2018-Oct-11, 02:54 PM
Interesting paper. As an astronomy educator who has done a little bit of education research (and read a lot of papers about it), I have a few comments.

This doesn't say what age the participants were. I assume it was for adults, but that was never stated. I can see benefits of having all ages. Of course, we want to inspire children into astronomy. It's a subject that has great interest of children from very young ages. But of course the challenge is keeping them engaged once they are exposed to the math and hard science part of it. But then we know that there is a large group of adults who got lost in that same process, so it's great to bring them back in. The idea of adults doing observational astronomy labs for fun is amazing!
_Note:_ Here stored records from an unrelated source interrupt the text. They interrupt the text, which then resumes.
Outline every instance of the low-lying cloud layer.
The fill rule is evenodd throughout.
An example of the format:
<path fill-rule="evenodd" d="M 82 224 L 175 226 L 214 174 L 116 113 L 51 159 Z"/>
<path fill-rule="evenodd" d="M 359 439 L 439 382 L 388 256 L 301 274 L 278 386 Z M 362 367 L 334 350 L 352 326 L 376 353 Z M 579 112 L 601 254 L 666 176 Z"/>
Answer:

I also don't see any worthwhile results other than how many people participated and how many completed it. As stated in the results section, "The main goal of this initiative was to introduce interested amateurs to the scientific
approach of Observational Astronomy. With this activity we managed to reach a significant number of people...Currently (2018), a few years after the completion of this project, we notice that new contributors do show up, although their absolute number is rather slim."
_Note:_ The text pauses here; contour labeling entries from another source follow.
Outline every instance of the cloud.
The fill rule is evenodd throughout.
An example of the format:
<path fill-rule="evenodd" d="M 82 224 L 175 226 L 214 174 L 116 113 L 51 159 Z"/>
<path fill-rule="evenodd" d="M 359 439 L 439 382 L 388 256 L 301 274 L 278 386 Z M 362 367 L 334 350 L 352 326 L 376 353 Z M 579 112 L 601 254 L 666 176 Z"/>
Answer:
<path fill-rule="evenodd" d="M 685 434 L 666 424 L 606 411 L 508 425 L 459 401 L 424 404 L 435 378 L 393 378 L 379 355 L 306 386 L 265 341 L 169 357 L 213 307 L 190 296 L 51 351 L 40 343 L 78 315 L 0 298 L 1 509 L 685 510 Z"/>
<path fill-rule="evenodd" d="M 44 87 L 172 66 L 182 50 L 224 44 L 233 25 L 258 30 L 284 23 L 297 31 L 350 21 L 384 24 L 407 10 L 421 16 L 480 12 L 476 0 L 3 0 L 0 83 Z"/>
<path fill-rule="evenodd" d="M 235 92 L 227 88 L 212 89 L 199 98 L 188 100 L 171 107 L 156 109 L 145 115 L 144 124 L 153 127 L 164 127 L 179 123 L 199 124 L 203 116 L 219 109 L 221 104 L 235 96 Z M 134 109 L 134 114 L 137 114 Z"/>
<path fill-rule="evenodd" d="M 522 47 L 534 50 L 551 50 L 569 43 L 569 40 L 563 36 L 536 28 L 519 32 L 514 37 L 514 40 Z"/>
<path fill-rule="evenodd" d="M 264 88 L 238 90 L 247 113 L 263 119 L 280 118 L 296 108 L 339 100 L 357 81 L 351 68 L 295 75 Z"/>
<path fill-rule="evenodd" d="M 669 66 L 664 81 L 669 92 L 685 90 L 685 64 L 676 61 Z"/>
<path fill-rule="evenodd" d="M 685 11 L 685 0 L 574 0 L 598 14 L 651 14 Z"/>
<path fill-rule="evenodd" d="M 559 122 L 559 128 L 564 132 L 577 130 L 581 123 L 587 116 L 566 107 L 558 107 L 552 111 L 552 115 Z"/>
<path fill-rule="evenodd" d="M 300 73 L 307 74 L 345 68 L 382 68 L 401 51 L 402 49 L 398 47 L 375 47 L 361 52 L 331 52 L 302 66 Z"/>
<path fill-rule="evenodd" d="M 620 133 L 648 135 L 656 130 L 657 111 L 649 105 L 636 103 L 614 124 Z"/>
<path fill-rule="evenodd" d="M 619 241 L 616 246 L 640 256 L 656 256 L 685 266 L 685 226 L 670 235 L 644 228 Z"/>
What is that number? What do the "new contributors" do when they show up? This seems to be more about introducing people to observational astronomy, as the results report, instead of developing new contributors to astronomy, as the title indicates.

Did they do any testing at all on what the participants learned or what they enjoyed about the sessions? Educational research needs to include such evaluation of outcomes. Those are things you can do immediately, with a quick survey at the end of each session or the entire series. It would be very hard to measure if they developed new contributors to astronomy, or specifically as they wrote in the paper, "develop scientific thought and the practical
capabilities for amateurs to produce scientifically valuable results." But it's still worthwhile to be able to report what the participants gained from the experience.
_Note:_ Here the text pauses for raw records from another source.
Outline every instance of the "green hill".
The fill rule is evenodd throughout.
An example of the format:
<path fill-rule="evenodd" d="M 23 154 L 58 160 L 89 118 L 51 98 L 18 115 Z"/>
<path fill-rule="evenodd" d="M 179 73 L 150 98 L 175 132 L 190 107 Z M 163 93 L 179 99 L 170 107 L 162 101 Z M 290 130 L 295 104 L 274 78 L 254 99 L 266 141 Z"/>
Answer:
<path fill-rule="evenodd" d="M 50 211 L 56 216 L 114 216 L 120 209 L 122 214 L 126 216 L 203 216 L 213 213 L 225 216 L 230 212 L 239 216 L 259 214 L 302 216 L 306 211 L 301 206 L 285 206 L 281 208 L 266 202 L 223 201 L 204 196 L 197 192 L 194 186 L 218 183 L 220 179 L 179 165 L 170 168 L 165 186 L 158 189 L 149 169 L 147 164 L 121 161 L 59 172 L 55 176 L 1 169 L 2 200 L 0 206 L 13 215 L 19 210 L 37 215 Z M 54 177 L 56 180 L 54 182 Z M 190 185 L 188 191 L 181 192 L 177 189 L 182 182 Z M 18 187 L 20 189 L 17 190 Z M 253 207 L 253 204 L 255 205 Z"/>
It's a great program and I applaud this organization for implementing it and particularly sharing it. But to present it as research it needs to go more in depth! They don't necessarily promise that they will or intended to in the paper. But I hope they take the opportunity to go this extra step.

Roger E. Moore
2018-Dec-06, 05:21 PM
Notes on an astronomy camp in Bulgaria, and what worked.


Astronomy summer camp "Beli Brezi", Bulgaria - building the astronomical community of the future

Valentin D. Ivanov, Agop Bohosian (Submitted on 4 Dec 2018)

Why study astronomy, why teach astronomy? We give answers to these fundamental questions based on our experience with the Astronomical Camp "Beli Brezi" (White Aspens; Kardzhali, Bulgaria). It has been a place for teaching astronomy to high schools kids for nearly half a century. We describe shortly the history of the camp and draw some conclusions based on nearly five decades of experience. Major among them is that the camp has gone further than just distributing astronomical knowledge - while this is an important and worthy task, the main achievement has been the cultivation of critical thinking among the pupils and we think that that is the main motivation to give positively reassuring answers the questions we asked at the beginning.